Le 5 juin, je savais que mes parents viendraient me voir avec mon frère de
Granby. Ils sont arrivés vers 11h30 par le corridor où, d’habitude je vois les
gens arriver. Une minute après, je vois un bouquet dans ma porte et je pensais
que c’était le couple d’amis de mes parents qui était arrivés du côté du poste
mais c’était pas du tout eux, c’était ma sœur de Cap-Rouge et mon autre frère de
Charlesbourg avec ma belle sœur! Je suis restée sans voix et bête en
maudit tu peux t’imaginer! Ils sont d’abord descendus chez mes parents le 4
juin après leur travail juste pour mes 50 ans. J’ai sauté au cou de ma sœur
mais j’ai pas pleuré et tout le monde y est passé.
Mes parents
étaient fiers de leur coup; on a parlé et ri et ce fut une série de cadeaux.
Mais avant ces cadeaux, maman m’a mit un petit corsage et j’étais toute émue. Ma
sœur m’a donnée un beau bouquet de fleurs, mon frère de Granby un très beau sac
à dos qui est déjà installé en arrière de mon fauteuil, mon frère de
Charlesbourg avec ma belle sœur 50$ avec une carte drôles bien entendu. Ensuite
on est allé dîner à la cafétéria mais j’arrêtais pas de rire parce qu’ils
disaient des niaiseries comme d’habitude. A la table, maman a dit à Claude «Si
tu l’a fait étouffer je te fourre une claque en arrière de la tête». Ce fut un
dîner comme quand on restait à Sept-Îles plein de rire et de conversations de
fous. Maman m’avait acheté un gâteau à l’érable avec deux chandelles qui en
forme de chiffres (50).
Anna était à la cafétéria et elle est venue
prendre des photos de la gang de fous. Quand on est tous remontés dans ma
chambre ce fut au tour de mes parents de me donner leur cadeau. C’était tout du
linge d’été et ça va faire du bien parce que j’avais du vieux linge qui datait
de mes anciennes vacances à Sept-Îles. On a pris des photos avec mes fleurs et
on a été sur le balcon en prendre d’autres mais là juste la famille et c’est la
belle sœur qui les a prise. On a parlé encore, puis mes parents et mon frère de
Granby sont partis vers 2h00 parce que mon frère gardait une petite chienne et
ils voulaient que je sois un peu seuls avec les autres que je vois pas souvent.

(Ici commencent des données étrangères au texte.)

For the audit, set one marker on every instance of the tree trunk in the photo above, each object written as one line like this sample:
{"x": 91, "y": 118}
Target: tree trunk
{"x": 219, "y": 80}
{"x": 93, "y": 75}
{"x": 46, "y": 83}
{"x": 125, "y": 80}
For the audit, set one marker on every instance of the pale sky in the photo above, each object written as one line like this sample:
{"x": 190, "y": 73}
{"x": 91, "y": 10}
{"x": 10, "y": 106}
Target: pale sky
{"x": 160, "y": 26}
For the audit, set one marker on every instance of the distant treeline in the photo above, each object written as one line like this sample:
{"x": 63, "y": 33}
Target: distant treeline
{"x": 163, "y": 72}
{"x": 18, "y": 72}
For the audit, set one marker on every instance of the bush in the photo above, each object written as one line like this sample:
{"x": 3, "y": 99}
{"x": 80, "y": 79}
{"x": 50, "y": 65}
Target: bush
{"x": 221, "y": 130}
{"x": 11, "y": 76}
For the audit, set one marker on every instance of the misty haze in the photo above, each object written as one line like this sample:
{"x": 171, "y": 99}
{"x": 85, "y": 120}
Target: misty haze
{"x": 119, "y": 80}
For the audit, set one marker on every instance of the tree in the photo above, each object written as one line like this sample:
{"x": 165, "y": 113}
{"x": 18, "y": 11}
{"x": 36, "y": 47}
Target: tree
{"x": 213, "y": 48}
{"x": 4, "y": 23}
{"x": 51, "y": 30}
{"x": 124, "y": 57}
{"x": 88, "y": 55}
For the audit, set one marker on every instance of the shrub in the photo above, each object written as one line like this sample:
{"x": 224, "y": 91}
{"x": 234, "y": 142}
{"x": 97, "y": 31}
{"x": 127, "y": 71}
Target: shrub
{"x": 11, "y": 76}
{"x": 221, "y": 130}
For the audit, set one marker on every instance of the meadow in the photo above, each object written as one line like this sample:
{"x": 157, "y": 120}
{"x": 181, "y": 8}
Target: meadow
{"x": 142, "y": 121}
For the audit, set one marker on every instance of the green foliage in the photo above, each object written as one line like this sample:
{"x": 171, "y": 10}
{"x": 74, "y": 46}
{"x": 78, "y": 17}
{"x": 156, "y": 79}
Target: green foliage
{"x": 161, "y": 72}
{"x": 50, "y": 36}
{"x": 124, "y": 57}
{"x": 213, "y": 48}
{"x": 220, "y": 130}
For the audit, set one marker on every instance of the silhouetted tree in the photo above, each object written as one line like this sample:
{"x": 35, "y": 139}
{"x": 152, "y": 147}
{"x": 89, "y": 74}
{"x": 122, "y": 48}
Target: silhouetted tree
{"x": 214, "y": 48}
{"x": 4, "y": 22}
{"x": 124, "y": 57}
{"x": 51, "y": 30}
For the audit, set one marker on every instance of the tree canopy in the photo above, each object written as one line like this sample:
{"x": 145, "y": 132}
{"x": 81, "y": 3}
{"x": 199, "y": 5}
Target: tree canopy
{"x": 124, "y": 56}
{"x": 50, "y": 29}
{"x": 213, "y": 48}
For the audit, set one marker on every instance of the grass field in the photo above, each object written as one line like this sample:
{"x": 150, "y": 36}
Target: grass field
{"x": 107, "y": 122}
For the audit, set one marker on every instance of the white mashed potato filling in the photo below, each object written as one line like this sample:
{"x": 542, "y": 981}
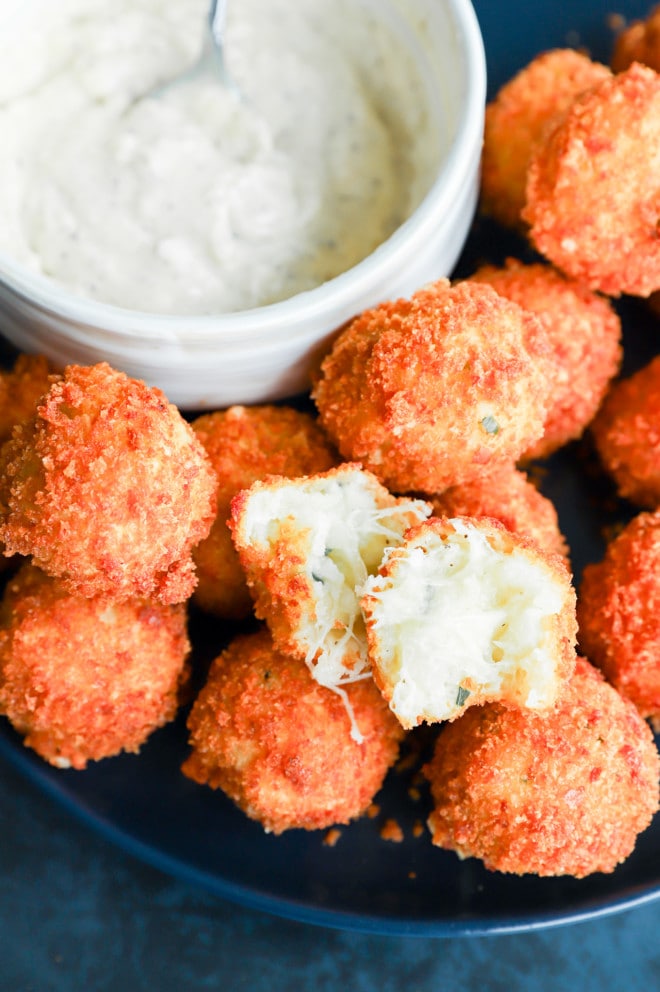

On est resté tout le temps sur le balcon à nous rappeler des souvenirs de
Sept-Îles, maudit que j’ai ri! Avant de partir, on a téléchargé dans mon
ordinateur les photos prises durant cette belle journée. On les a regardées
et on a ri. Finalement mon frère et ma sœur sont partis vers 3h40. J’étais
épuisée à en mourir mais tellement heureuse tu peux pas t’imaginer.